Bailey wanted to groan. How were they going to do anything together when these two didn’t speak? And now they were sniping at each other like first-graders. She wanted to relieve the tension that was growing in the room. “Why don’t we name it The Golden Six? With that name, we’d sell everything we made right here in Calburn,” she said, smiling.
To Bailey’s consternation, the women looked at her with expressions of intense dislike.

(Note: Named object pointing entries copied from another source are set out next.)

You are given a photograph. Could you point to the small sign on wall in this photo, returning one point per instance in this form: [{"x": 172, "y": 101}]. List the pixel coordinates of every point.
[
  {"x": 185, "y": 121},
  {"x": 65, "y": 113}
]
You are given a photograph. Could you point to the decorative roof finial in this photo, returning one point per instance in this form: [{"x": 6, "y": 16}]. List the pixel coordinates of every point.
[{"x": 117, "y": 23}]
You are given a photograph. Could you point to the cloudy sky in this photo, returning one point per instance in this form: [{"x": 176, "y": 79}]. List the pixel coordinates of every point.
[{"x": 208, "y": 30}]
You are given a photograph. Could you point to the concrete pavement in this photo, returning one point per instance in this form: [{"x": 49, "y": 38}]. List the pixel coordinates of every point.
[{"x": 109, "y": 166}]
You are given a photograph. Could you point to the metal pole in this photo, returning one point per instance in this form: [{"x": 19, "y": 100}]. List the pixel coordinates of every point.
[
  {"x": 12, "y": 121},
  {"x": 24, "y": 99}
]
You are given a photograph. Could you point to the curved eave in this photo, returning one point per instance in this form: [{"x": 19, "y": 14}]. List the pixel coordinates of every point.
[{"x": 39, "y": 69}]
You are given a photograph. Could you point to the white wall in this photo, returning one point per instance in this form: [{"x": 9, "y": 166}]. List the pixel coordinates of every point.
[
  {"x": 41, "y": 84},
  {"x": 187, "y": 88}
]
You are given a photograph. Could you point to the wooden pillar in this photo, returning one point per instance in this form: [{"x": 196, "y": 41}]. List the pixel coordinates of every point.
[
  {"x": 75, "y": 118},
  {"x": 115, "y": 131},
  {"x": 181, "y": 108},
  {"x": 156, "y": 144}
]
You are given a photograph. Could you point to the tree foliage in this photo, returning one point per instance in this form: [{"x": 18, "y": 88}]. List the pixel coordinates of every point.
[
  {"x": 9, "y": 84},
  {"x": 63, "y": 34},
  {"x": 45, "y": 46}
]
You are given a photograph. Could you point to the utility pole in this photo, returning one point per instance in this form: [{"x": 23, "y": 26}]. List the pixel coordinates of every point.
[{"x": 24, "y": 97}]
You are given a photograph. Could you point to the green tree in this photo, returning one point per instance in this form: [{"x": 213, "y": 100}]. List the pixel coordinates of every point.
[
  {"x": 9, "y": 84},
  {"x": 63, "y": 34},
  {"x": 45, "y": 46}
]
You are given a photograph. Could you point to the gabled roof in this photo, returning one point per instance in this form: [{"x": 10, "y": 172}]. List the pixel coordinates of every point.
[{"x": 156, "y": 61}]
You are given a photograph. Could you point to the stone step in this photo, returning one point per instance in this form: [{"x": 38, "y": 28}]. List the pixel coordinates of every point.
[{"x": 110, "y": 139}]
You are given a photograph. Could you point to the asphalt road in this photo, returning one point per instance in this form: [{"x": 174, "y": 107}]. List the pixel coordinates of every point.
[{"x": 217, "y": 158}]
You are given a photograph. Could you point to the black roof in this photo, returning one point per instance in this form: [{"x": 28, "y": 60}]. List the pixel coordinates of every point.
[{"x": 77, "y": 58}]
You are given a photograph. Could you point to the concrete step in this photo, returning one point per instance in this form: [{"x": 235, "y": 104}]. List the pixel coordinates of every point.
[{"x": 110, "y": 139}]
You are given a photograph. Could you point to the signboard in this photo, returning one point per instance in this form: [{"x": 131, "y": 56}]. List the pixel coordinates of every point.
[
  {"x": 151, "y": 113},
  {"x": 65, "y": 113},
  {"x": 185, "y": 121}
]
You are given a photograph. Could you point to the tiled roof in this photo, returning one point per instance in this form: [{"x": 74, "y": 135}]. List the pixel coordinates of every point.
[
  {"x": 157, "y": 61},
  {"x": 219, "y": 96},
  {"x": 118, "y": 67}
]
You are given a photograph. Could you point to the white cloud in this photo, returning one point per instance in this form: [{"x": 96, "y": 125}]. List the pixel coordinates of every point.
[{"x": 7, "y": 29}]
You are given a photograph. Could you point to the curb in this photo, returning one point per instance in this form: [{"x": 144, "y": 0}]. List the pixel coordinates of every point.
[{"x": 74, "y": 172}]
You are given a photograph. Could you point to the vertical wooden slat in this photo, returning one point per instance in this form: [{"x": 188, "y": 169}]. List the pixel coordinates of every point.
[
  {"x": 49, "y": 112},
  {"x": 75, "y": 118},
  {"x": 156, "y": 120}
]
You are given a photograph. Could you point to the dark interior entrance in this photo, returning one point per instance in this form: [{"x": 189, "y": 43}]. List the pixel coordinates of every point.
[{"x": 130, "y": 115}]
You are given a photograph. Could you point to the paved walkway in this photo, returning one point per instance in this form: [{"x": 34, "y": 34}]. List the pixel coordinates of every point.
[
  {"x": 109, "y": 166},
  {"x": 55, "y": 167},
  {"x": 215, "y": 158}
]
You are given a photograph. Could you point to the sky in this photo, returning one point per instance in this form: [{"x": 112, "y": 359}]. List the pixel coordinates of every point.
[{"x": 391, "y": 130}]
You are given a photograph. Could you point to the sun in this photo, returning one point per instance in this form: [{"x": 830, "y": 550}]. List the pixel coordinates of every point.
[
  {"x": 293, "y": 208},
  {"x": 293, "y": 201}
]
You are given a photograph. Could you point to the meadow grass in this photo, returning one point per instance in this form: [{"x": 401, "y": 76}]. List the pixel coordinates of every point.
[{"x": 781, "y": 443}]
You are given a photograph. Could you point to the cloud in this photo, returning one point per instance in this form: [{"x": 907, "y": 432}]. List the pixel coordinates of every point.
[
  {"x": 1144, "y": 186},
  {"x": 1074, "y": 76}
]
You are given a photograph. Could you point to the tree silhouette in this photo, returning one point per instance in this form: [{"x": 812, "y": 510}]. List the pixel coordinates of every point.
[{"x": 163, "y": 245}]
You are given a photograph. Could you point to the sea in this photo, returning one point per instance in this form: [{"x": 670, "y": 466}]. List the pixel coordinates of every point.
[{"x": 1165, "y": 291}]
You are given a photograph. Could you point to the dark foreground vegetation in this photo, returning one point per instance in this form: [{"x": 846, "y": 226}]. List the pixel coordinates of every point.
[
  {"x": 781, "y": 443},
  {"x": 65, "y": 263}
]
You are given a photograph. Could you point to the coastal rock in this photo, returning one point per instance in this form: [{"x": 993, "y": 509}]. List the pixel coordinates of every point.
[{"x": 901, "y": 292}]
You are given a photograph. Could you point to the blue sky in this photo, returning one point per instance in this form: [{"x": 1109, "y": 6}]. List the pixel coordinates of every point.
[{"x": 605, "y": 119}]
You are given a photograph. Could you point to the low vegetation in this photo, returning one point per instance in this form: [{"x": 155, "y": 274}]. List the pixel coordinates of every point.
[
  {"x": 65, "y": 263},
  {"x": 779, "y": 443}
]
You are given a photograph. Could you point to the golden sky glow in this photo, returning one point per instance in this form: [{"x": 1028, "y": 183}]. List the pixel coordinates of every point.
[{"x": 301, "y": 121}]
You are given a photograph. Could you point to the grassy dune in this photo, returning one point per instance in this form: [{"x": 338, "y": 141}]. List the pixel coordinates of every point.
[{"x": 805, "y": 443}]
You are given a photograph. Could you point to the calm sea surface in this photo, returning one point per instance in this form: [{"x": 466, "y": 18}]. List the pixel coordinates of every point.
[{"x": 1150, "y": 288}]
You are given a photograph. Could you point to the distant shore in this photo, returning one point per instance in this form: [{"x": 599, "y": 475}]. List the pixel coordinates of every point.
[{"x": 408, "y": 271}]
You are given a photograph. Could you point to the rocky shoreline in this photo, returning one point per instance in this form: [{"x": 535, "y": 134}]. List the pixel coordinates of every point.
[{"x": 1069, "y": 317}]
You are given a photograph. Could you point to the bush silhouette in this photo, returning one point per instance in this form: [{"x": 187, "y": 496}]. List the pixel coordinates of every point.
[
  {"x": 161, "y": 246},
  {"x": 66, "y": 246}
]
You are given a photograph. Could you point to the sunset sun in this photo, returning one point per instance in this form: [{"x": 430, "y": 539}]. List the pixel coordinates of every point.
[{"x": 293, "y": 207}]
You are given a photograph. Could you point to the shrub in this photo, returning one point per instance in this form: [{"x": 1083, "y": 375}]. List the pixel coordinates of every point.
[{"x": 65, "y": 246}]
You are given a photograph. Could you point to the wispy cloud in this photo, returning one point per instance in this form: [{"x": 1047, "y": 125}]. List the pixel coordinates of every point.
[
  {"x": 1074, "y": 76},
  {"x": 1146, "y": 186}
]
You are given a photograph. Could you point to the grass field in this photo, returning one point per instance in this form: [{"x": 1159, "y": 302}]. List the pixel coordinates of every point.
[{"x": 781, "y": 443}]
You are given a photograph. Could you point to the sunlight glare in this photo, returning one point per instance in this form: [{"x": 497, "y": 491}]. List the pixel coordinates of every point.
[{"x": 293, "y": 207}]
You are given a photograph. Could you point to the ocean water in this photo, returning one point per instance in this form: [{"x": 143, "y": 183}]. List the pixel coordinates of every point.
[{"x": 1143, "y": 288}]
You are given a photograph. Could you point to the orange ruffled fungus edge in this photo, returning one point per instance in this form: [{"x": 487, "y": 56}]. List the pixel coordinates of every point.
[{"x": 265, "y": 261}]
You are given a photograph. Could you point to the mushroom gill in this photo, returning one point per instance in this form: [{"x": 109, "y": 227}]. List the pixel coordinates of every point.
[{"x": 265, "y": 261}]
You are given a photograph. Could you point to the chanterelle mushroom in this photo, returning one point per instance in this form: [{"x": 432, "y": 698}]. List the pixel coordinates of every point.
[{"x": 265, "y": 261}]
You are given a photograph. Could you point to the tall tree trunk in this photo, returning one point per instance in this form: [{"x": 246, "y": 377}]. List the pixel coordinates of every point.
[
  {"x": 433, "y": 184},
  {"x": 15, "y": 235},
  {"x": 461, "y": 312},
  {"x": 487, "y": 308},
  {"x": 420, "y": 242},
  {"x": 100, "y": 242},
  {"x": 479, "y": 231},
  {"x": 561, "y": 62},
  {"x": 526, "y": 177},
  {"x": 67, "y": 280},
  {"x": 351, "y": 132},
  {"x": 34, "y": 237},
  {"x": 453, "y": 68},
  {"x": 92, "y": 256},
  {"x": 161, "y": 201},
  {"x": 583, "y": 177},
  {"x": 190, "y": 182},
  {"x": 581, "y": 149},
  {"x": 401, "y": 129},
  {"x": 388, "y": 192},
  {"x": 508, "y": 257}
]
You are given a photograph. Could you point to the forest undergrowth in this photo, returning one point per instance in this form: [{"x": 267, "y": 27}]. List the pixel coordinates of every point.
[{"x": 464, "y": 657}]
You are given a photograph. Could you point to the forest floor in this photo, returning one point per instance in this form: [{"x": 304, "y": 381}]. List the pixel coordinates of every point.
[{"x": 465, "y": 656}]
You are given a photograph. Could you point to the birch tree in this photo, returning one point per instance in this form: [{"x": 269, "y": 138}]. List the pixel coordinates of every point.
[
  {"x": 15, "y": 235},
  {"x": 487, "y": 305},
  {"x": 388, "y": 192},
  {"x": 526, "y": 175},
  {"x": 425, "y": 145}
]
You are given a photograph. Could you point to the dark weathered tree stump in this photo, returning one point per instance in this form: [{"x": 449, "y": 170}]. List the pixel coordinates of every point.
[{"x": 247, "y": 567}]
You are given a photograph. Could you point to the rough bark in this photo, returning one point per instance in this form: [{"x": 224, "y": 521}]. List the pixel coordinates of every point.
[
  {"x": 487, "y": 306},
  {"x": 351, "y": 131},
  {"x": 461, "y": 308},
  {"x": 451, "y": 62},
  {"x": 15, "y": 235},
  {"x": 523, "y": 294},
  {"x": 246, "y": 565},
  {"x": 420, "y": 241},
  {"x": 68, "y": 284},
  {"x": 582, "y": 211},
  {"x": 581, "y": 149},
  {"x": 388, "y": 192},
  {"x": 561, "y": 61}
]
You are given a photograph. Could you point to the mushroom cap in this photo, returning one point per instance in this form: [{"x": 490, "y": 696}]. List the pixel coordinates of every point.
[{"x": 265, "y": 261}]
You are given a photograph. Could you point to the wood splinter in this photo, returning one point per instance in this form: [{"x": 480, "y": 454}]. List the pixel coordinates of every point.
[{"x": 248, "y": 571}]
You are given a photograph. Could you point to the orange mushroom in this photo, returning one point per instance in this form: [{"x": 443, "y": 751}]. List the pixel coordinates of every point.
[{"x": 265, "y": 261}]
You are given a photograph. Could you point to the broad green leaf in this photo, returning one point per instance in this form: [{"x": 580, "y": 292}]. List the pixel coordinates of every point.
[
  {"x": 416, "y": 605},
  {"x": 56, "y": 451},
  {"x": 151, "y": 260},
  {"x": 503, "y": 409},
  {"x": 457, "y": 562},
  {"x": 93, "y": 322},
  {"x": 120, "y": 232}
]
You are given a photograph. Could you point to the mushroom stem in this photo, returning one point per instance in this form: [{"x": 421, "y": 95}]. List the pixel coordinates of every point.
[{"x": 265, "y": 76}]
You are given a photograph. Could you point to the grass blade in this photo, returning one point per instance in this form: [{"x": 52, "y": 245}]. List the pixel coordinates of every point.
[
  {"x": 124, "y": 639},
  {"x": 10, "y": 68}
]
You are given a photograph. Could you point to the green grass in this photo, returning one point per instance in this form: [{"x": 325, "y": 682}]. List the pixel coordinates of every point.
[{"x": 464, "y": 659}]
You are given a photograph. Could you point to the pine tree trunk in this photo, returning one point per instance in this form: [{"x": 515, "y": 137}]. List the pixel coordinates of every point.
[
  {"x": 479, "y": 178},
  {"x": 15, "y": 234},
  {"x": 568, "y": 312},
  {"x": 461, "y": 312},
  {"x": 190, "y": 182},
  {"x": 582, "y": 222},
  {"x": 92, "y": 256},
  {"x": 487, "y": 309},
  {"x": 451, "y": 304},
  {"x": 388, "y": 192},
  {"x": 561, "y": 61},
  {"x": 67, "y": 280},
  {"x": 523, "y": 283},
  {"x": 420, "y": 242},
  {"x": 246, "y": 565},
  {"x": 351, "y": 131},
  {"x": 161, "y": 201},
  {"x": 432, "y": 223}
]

Patsy’s lip was curled upward, and Janice’s eyes were cold and hard.
“What did I say?” Bailey whispered.
“Why don’t you just call it The Thirtieth of August and be done with it?” Janice snapped as she got up and left the room.
The venom in Janice’s voice left Bailey breathless. But worse was what Janice had said. Jimmie’s birthday was August 30. Had the women somehow found out who Bailey was?
No, Bailey thought, that couldn’t possibly be it. Surely the date was a coincidence. But what had made Janice so angry? She looked at Patsy, who had her head down and was studiously looking at the notebook on her lap. “What did I say?”